Mbiyu Koinange’s multi-billion estate to be shared equally among 12 beneficiaries, court rules
- Koinange, who served in the governments of Mzee Jomo Kenyatta and Daniel arap Moi, died on September 3, 1981; leaving behind property and an estate worth an estimated over Ksh.30 billion today.
- The polygamous man left behind four wives; Loise Njeri Mbiyu (who died in 1966), Rith Damaris Wambui Mbiyu (who died in 2010), Margaret Njeri Mbiyu and Eddah Wanjiru Mbiyu.
The High Court has finally delivered a judgement on the matter of the multi-billion estate of former Cabinet Minister Paul Mbiyu Koinange, one of the oldest succession cases in the country.
Koinange, who served in the governments of Mzee Jomo Kenyatta and Daniel arap Moi, died on September 3, 1981; leaving behind property and an estate worth an estimated over Ksh.30 billion today.
The polygamous man left behind four wives; Loise Njeri Mbiyu (who died in 1966), Rith Damaris Wambui Mbiyu (who died in 2010), Margaret Njeri Mbiyu and Eddah Wanjiru Mbiyu.
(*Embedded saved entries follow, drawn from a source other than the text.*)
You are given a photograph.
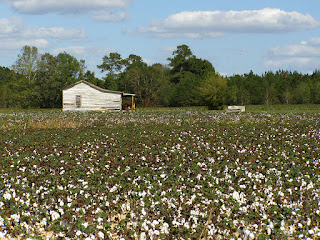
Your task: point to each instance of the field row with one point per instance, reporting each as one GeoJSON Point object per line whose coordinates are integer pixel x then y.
{"type": "Point", "coordinates": [162, 175]}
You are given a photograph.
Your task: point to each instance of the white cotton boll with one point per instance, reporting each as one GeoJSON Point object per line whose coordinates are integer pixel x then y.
{"type": "Point", "coordinates": [54, 215]}
{"type": "Point", "coordinates": [311, 231]}
{"type": "Point", "coordinates": [143, 236]}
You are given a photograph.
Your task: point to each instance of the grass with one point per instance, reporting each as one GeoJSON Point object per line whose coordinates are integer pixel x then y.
{"type": "Point", "coordinates": [294, 108]}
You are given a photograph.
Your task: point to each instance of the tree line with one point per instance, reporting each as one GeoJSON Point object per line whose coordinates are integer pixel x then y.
{"type": "Point", "coordinates": [37, 80]}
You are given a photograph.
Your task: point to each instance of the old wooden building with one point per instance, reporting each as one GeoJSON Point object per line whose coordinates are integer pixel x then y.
{"type": "Point", "coordinates": [84, 96]}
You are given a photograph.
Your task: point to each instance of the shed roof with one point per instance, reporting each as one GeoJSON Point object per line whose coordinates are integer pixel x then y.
{"type": "Point", "coordinates": [93, 86]}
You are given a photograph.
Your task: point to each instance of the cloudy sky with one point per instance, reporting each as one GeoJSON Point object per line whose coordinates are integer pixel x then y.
{"type": "Point", "coordinates": [235, 36]}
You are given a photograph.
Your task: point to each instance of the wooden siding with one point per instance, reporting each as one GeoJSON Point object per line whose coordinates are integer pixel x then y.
{"type": "Point", "coordinates": [83, 96]}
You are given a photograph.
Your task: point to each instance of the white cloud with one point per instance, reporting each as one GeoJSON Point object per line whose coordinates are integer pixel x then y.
{"type": "Point", "coordinates": [210, 24]}
{"type": "Point", "coordinates": [302, 56]}
{"type": "Point", "coordinates": [10, 26]}
{"type": "Point", "coordinates": [54, 32]}
{"type": "Point", "coordinates": [14, 35]}
{"type": "Point", "coordinates": [109, 16]}
{"type": "Point", "coordinates": [14, 28]}
{"type": "Point", "coordinates": [84, 51]}
{"type": "Point", "coordinates": [101, 10]}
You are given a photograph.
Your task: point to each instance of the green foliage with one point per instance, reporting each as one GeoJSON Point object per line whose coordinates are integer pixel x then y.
{"type": "Point", "coordinates": [37, 80]}
{"type": "Point", "coordinates": [213, 91]}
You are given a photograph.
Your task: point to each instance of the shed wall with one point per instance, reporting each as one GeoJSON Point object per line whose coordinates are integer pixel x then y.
{"type": "Point", "coordinates": [90, 98]}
Loise Njeri Mbiyu had six children with the deceased, 3 of whom have since died, while Rith Damaris Wambui Mbiyu bore him seven children out of whom only two remain; Koinange’s third and fourth wives bore him no children.
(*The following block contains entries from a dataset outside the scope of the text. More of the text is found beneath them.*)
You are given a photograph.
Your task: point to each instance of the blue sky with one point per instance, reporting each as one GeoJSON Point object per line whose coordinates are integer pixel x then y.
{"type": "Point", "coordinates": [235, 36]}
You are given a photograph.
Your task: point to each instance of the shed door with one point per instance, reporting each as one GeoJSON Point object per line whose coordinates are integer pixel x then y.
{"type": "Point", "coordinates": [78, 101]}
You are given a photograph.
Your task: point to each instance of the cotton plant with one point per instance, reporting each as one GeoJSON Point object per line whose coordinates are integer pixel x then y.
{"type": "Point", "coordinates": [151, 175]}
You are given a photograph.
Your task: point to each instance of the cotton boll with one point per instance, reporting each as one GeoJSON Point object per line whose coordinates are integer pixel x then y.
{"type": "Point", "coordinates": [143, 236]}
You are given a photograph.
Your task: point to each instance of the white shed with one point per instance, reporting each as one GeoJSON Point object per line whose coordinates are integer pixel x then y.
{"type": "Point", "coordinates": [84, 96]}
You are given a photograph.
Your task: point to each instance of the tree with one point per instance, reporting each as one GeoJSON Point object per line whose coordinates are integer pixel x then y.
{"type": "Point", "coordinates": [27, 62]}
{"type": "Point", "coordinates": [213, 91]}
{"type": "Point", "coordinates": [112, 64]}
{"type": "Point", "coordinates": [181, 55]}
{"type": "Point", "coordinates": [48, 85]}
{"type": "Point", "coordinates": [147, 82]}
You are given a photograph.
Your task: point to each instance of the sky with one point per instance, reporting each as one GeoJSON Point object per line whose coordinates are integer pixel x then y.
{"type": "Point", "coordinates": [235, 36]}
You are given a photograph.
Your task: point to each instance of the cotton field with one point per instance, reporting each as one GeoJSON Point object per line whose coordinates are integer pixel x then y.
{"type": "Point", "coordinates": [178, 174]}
One of the most contested property in the case was the prime Closeburn Estate which was initially 640 acres but 291 acres have since been sold to the Aga Khan Group, 100 acres to Centum Ltd, and 3 acres to Karuta Community Chapel Registered Trustees.
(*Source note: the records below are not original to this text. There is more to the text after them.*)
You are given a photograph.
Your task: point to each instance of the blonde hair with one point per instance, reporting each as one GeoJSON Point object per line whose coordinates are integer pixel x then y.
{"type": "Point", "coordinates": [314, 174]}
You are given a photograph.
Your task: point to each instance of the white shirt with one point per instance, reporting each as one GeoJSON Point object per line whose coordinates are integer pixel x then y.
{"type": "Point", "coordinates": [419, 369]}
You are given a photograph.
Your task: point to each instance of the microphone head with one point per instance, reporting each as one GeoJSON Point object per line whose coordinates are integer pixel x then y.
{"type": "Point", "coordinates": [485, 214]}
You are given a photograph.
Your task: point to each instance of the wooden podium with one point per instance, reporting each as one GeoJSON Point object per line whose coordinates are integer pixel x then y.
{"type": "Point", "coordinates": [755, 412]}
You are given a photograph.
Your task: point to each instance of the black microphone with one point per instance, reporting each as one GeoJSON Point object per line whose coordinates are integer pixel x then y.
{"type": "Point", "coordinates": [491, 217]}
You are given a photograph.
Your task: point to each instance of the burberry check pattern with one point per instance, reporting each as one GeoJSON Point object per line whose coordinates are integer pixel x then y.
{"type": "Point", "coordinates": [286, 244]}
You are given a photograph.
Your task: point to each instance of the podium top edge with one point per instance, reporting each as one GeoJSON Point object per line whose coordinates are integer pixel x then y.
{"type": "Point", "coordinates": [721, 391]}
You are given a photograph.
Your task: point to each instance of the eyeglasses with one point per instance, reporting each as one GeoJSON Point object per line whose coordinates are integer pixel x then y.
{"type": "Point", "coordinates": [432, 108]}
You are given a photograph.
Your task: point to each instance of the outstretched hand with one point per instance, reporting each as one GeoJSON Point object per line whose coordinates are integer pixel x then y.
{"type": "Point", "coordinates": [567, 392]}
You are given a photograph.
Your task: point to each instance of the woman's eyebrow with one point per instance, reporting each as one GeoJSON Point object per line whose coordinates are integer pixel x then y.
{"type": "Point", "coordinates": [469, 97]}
The court directed the administrators to measure the remaining acreage of the estate using a government surveyor with the purpose of recovering any land that might have been lost and proportionately share whatever will be recovered.
“The sharing of the Closeburn Estate shall ensure that each of the 12 beneficiaries get at least one acre touching the Limuru Highway tarmac road,” ruled the court.
According to court reports seen by Citizen Digital, there was also the issue of a sum of Ksh.284 million which was previously deposited into a joint account held at Eco Bank by advocates of the various houses but which is mysteriouslly now “no longer available.”
Koinange’s third and fourth wives – Margaret Njeri Mbiyu and Eddah Wanjiru Mbiyu respectively – had argued that “the deceased was a prominent Kikuyu polygamous man whose estate should be distributed in accordance with Kikuyu customary law which provided that each house should equally benefit from the estate, notwithstanding the number of children, if at all, in each house.”
Justice Aggrey Muchelule ruled that all the children of the deceased are beneficiaries of his estate and that each child has an equal claim, regardless of their sex.
Justice Muchelule further stated that shares in various property owned by the deceased “shall all be sold and the proceeds shared equally among the 12 beneficiaries.”
Among these include; 32000 Shares in Koinange Investments Development Limited, 508 shares in Kenyattu Trading Company Limited, as well as shares in ICDC, Theta Group Limited, KPCU, Koiri Limited etc.